City of Dover, state and federal officials had plenty of accolades to go around as they celebrated the official grand opening Aug. 17 of Dover SUN Park, one of the crown jewels of the Diamond State’s green movement. But unmentioned was how much the clean power being generated for the city would cost Dover’s ratepayers.


City of Dover, state and federal officials had plenty of accolades to go around as they celebrated the official grand opening Aug. 17 of Dover SUN Park, one of the crown jewels of the Diamond State’s green movement.

But unmentioned was how much the clean power being generated for the city would cost Dover’s ratepayers. White Oak Solar Energy LLC’s contract with Dover contained a July 23, 2010 letter with confidential schedules of payment rates for solar energy. As stated on the bottom of the 20-year rate schedule, “This document contains trade secrets and confidential information exempt from disclosure.”

White Oak Solar Energy LLC, a Delaware corporation based at LS Power Development in East Brunswick, N.J., used the contract language to defend against at least three Freedom of Information Act requests, including one by the Dover-based Caesar Rodney Institute. The Caesar Rodney Institute hired Prickett Jones & Elliott attorney John Paradee to file a petition for the contract’s release with the Delaware Department of Justice.
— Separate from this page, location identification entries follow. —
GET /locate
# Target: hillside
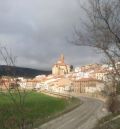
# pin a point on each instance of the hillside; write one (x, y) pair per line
(19, 71)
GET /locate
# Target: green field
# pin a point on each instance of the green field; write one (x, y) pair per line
(108, 123)
(37, 109)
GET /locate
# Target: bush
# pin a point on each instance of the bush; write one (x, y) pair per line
(113, 104)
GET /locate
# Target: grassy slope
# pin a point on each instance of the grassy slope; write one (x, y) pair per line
(38, 108)
(108, 123)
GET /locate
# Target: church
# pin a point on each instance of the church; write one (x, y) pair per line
(60, 68)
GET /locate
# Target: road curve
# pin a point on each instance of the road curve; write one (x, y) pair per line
(83, 117)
Attorney General Beau Biden’s office compelled the city and White Oak Solar Energy to reveal the complicated contract to the public in late summer.

“Some of the requested documents had to do with proprietary information that will affect [White Oak’s] competitiveness,” Biden said. “I hear that argument all the time. I’m confident that sometimes that is the case. But I think sometimes that maybe is not the case.”

It is common in the utility industry to protect this kind of proprietary information, said Dover City Councilman David Bonar, the ombudsman for the Delaware Public Service Commission.

“If we disclosed the price it would possible jeopardize their bids on other projects,” Bonar said.

After receiving the contract, David T. Stevenson, director of the Caesar Rodney Institute’s Center for Energy Competitiveness, pointed out that electricity rates for local residents and businesses will go up $65 million during the next 20 years.

“The cost will be shared by Dover Electric Utility customers, electric customers around the state and by taxpayers, Stevenson said.

While residents will pay about $17.25 a year more, he predicted commercial users could pay $35,000 more per year. The forced use of green energy is one of the things hampering Delaware’s economy, said Stevenson, who has a degree in economics from Rutgers and is retired from DuPont.

“We can’t attract new manufacturing here and we can’t get them to expand,” he said. "And other manufacturers leave. We’re trying to reduce electricity rates. Wherever possible, the market should dictate what sells and what doesn’t.”

But, as pointed out by Stevenson, Dover residents will pay just $17.25 more a year because of solar energy, Dover spokeswoman Kay Sass said.

“That works out to $1.43 a month,” she said.

As for solar energy causing businesses to struggle, Sass said it was important to keep things in perspective.

“Personally, I don’t think that electric rates are what is making or breaking businesses right now,” she said. “Does it play a role? Absolutely. But so does our entire economy.”

Dover simply followed state mandates in opening up Dover SUN Park, Dover Public Utilities Director Ron Lunt said. Delaware has mandated that 25 percent of utilities’ energy must come from renewable energy by the year 2025, Lunt said.

“So, our consumers are going to have to have renewable sources in our portfolio,” he said.

The park is putting out approximately 17,000 megawatts of power, which amounts to 17,000 Solar Renewable Energy Credits (SRECs), Lunt said. Of that, Dover is buying 15 percent of the SRECs, the Delaware Municipal Electric Corporation, a consortium of the nine Delaware cities that own electric utilities, is buying 15 percent and Delmarva Power is buying the rest.

Dover City Councilman David Anderson is not against green energy and he is not against this contract per say.

Editor's Note: This article was revised to clarify Dover City Councilman David Anderson's stance on the city's contract with White Oak Solar Energy. He does see the contract as imposing on individual liberty. Rather, he sees the state's Renewable Portfolio Standard Compliance (RPS) and the Regional Greenhouse Gas Initiative (RGGI) requirements as leading to an assault on individual liberty.

But Anderson sees the impetus behind this contract an assault on individual liberty. Namely, Anderson takes umbrage with the state Renewable Portfolio Standard Compliance (RPS) and Regional Greenhouse Gas Initiative (RGGI) requirements. These regulations could lead to an assault on individual liberty due to the fact they will artificially cause either high costs or rationing, Anderson said.

“The state has forced us into a corner -- not just us but every utility that produces electricity,” he said. “We can’t possibly meet that 25 percent standards without either raising rates or rationing electricity.”

Bonar said there could be no debate about solar energy’s positive impact on the environment since it reduces the amount of carbon-based fuel. But it is expensive right now. 

“The prices will come down over time,” he said. “It’s just whether society has the patience to wait for them to come down.”